Chris Froome dans la montée du Ventoux

Cédric Vasseur, qui remplace Laurent Jalabert sur les chaines de France Télévision, ne pouvait hier faire autrement que de dire à l’antenne :  » Il n’y a pas de raison de douter du programme antidopage très transparent de Sky. Il faut pour l’instant respecter la performance de Froome « , il n’y a plus beaucoup de téléspectateurs pour admettre le bénéfice du doute.

Pourquoi ce doute ? Tout simplement parce qu’il ne parait pas naturel, pas possible, pas humain, de sprinter, sans même se mettre en danseuse, à cet endroit de la montée du Ventoux ; parce que Lance Armstrong avait, en son temps, été aussi dominateur que Froome.

Sur Twitter, les commentaires étaient édifiants après l’accélération époustouflante de Froome à 6km de l’arrivée.
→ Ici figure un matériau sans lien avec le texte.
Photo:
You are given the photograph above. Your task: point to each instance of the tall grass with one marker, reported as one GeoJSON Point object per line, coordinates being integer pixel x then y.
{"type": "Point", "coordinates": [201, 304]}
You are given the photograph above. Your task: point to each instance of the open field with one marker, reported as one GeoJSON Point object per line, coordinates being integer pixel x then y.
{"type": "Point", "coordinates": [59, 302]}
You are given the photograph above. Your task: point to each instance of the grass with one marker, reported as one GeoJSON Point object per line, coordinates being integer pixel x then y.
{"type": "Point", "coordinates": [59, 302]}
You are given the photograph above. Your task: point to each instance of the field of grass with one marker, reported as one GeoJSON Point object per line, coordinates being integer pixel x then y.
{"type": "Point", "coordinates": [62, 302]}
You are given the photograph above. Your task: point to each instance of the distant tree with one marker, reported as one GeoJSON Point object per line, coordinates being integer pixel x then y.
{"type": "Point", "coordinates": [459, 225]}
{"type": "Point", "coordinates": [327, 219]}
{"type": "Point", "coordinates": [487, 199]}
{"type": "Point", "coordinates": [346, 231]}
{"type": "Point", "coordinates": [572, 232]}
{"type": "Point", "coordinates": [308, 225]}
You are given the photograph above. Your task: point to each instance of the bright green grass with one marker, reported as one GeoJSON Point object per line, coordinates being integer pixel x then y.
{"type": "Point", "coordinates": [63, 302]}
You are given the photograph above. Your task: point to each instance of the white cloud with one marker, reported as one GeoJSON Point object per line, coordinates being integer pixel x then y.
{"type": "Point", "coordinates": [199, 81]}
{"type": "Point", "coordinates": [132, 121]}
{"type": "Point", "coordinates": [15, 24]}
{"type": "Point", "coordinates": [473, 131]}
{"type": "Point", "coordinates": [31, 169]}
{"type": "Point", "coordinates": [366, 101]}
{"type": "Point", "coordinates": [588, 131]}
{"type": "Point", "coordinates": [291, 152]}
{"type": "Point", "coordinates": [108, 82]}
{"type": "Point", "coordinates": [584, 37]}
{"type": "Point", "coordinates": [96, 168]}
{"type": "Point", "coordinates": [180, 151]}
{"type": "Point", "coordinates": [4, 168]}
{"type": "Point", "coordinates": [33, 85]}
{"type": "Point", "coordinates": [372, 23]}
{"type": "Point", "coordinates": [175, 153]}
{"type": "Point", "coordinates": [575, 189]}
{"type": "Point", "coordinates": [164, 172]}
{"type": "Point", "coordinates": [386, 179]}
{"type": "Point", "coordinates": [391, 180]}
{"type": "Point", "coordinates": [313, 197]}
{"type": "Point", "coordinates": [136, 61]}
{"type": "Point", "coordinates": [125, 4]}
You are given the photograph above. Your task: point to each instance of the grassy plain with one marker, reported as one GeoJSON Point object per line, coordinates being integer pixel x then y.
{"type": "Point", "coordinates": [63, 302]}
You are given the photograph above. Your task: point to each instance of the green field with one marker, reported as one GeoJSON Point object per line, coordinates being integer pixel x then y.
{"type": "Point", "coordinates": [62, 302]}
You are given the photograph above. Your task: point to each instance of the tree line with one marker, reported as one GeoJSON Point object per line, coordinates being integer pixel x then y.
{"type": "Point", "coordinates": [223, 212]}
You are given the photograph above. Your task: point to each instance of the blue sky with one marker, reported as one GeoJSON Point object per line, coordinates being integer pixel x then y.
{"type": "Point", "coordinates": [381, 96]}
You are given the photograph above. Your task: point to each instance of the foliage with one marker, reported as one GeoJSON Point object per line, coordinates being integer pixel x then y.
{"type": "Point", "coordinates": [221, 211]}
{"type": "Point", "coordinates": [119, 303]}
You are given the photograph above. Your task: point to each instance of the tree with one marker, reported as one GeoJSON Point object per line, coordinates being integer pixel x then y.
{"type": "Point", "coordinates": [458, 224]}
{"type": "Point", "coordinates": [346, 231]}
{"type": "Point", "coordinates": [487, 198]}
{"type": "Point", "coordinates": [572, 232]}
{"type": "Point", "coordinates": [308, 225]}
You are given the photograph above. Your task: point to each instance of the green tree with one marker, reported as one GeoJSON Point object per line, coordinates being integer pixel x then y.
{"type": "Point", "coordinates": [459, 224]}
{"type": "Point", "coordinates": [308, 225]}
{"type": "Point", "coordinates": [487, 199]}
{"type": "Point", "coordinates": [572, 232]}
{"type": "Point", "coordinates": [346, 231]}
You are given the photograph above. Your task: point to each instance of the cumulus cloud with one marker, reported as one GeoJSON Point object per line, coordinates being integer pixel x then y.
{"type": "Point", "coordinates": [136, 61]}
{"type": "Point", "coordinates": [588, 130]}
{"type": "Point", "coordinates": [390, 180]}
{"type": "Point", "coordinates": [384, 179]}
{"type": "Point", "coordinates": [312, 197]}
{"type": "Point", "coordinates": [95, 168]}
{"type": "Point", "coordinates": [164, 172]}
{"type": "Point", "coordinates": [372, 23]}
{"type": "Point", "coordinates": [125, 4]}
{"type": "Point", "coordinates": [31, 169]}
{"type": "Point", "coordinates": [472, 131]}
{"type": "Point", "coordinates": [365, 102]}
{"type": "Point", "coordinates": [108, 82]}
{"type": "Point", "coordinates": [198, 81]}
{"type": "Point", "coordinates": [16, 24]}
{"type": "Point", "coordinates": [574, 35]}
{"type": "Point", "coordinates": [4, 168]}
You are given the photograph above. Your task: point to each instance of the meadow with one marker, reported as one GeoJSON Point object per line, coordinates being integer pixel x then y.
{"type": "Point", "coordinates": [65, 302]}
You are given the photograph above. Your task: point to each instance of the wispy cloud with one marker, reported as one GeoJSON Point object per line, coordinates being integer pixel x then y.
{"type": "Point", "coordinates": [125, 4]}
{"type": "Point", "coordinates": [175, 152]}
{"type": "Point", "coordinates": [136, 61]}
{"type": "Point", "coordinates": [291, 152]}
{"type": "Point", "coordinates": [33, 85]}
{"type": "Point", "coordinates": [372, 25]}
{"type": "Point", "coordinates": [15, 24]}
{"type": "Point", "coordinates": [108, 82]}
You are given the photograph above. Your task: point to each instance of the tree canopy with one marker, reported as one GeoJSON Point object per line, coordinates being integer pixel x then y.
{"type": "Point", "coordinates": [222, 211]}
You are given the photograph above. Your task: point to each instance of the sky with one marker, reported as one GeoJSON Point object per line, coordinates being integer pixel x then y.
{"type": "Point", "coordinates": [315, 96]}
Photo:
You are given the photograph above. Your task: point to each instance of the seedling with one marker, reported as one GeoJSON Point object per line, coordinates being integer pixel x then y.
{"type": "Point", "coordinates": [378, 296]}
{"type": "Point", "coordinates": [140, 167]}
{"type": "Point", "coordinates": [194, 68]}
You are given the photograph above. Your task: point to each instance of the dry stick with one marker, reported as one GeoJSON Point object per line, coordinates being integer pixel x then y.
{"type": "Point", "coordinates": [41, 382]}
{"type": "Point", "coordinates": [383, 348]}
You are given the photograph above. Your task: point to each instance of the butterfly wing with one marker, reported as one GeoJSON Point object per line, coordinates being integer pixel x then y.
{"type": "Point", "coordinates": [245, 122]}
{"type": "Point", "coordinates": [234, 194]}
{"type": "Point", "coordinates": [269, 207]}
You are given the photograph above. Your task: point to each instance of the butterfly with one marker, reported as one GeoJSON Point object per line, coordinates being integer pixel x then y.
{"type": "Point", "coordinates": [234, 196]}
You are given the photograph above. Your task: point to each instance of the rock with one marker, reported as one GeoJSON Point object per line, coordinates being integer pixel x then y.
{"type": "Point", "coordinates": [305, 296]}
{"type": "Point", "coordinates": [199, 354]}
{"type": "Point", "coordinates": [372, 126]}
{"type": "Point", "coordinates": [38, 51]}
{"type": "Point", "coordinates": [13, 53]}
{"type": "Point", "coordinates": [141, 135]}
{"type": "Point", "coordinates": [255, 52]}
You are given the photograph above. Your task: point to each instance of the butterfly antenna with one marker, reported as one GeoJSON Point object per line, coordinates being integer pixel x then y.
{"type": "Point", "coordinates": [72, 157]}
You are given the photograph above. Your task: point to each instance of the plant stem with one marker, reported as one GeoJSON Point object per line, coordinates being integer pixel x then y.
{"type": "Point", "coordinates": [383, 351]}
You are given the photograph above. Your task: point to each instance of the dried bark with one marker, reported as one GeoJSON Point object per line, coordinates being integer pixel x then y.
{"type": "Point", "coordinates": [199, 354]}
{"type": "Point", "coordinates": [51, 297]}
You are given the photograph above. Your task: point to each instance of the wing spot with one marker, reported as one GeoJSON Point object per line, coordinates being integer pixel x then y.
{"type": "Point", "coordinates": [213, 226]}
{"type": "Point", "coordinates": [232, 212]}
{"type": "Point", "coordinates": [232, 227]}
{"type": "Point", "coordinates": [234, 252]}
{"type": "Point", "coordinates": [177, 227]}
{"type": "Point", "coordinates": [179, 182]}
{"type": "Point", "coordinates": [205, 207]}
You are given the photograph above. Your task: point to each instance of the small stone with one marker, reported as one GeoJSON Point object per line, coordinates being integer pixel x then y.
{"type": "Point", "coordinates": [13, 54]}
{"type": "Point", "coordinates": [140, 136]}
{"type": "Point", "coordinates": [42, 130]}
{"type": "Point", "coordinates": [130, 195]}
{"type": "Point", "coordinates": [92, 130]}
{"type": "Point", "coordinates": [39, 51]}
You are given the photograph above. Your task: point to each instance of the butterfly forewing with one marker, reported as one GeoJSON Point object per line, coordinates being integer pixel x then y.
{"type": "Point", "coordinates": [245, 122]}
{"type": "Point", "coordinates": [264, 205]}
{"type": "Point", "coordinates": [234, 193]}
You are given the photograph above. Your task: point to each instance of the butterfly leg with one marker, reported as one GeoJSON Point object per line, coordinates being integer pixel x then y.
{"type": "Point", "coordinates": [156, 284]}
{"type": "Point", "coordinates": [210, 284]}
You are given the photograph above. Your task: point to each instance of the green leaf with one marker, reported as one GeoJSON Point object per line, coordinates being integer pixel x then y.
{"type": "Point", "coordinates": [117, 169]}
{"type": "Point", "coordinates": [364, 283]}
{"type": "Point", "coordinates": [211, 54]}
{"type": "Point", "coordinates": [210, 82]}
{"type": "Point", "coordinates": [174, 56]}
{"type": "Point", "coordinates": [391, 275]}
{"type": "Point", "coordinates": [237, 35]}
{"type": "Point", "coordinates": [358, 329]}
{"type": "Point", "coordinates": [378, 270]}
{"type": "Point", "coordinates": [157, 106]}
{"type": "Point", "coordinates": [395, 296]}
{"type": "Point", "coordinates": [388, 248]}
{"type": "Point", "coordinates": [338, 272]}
Celui-ci, agacé, sincère a priori, peut expliquer :  » Ce genre de démarrage, je le fais au feeling, à la sensation, je souffre au moment où je le fais. Mais je me dis que si je souffre, les autres vont souffrir encore plus, physiquement et psychologiquement. « 

Qui peut le croire ? Il ne suffit pas d’être le «  meilleur grimpeur du monde actuellement » et de s’être préparé avec acharnement. « Impossible de gagner le Tour sans dopage ? », avait annoncé élégamment Lance Armstrong avant le départ du Tour ! Le bon copain !
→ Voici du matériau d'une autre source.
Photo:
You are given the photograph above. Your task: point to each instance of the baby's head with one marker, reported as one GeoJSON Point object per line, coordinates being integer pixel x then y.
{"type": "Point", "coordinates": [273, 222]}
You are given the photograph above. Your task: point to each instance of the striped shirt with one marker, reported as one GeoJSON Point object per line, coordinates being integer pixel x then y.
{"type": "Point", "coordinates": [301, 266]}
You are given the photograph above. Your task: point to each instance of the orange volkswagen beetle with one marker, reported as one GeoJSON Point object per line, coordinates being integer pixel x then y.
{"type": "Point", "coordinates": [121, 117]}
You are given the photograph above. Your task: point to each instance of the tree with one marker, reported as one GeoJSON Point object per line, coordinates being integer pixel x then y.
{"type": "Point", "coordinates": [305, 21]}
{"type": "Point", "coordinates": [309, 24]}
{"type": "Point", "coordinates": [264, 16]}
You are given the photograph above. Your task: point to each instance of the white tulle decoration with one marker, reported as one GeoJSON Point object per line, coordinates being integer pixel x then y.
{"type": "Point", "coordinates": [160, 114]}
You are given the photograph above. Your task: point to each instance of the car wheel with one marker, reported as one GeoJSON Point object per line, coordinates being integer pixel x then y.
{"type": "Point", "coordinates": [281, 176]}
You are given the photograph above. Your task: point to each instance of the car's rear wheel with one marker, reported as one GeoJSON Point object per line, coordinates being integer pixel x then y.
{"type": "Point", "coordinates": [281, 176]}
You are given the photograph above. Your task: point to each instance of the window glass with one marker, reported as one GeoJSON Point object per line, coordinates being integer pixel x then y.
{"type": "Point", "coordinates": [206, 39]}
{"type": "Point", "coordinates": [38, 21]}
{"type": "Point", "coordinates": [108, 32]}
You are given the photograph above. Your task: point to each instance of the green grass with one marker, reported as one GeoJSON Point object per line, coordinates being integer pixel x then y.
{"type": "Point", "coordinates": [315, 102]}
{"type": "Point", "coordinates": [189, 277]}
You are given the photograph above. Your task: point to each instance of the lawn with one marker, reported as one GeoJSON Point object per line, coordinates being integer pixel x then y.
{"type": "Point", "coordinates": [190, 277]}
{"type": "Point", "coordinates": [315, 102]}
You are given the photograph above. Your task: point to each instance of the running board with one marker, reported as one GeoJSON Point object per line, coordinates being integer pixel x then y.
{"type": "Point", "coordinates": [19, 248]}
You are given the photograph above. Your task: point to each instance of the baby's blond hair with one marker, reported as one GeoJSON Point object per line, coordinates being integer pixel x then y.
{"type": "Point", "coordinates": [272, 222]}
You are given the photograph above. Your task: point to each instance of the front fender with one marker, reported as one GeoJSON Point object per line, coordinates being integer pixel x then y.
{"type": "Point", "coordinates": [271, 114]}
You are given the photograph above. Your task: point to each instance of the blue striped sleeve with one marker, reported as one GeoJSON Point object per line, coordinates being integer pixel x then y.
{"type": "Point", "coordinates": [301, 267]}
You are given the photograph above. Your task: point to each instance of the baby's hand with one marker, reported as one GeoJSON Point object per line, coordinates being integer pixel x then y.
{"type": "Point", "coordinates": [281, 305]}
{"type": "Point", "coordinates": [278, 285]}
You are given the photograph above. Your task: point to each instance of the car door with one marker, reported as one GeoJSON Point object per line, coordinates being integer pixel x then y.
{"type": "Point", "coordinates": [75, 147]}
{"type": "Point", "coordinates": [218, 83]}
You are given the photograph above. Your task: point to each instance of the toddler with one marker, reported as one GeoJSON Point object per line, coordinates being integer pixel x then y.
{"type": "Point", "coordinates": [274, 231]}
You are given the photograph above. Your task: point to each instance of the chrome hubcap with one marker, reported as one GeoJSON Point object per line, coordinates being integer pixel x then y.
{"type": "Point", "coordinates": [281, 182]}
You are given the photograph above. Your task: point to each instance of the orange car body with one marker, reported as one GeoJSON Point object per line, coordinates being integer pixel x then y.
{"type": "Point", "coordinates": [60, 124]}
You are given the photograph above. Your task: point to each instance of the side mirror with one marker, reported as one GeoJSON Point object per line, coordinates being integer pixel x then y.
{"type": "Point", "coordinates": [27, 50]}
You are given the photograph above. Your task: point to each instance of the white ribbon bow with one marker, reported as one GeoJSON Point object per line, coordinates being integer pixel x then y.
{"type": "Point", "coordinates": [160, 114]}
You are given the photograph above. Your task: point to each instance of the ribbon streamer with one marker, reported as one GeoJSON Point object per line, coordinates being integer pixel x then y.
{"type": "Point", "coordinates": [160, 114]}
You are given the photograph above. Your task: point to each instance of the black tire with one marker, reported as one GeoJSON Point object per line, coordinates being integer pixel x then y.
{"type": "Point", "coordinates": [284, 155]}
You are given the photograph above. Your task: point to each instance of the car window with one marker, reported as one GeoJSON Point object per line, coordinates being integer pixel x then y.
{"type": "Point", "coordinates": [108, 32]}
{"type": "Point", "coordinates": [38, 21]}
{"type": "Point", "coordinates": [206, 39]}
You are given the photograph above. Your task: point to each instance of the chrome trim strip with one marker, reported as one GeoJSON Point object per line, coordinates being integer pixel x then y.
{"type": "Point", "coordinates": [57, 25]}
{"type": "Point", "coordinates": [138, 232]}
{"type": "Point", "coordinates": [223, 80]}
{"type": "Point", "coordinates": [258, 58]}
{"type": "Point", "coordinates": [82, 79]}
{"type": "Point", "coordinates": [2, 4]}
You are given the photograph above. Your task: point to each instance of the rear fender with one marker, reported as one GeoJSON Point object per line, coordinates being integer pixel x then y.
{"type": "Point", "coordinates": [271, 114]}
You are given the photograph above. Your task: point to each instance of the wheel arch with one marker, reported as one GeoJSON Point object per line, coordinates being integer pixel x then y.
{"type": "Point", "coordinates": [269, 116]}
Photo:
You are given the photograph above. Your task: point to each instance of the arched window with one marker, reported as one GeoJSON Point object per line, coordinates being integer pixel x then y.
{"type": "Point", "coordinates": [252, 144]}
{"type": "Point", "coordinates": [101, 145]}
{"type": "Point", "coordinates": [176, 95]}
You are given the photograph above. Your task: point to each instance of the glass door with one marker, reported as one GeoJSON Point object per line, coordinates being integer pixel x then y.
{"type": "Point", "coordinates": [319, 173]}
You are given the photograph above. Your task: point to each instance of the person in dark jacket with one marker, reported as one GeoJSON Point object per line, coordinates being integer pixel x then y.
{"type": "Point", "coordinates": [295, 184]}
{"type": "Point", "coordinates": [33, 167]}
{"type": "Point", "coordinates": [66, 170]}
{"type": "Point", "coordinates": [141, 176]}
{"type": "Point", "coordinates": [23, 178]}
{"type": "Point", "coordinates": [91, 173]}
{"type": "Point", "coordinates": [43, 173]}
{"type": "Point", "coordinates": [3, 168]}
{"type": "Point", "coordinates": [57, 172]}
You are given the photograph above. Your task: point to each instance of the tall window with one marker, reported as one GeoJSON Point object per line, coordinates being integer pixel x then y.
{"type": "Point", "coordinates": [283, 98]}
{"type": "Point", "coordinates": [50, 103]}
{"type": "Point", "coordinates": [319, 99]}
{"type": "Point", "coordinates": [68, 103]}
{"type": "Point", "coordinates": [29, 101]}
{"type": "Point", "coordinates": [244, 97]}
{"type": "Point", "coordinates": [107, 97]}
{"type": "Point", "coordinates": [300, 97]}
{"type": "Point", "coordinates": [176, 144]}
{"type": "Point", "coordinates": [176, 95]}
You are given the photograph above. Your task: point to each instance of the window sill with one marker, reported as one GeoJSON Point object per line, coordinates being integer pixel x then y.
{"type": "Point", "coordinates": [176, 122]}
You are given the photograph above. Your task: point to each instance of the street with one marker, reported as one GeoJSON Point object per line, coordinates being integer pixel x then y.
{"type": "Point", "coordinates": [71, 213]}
Les spécialistes qui analysent  les puissances en montagne sont catégoriques : « En deçà de 410 watts, c’est sans garantie mais humain, entre 410 et 430, c’est suspect, jusqu’à 450 miraculeux, et au-delà mutant. Or, Froome, et quelques autres, n’étaient, lors de la montée vers Ax 3 Domaines, le 7 juillet, qu’à « seulement deux petits watts de la prestation effarante du duo Armstrong-Ullrich en 2003, alors  » chargés comme des mules « , rappelait Antoine Vayer, l’ex-entraîneur de Festina, un connaisseur, dans les colonnes du journal « Le Monde », il y a quelques jours. C’est peu dire que la prestation du maillot jaune, dans la montée du Ventoux, a provoqué un malaise dans le peloton.

Froome veut gagner ; c’est une ambition honorable. Peut-il le faire proprement, « humainement » ? L’histoire le dira !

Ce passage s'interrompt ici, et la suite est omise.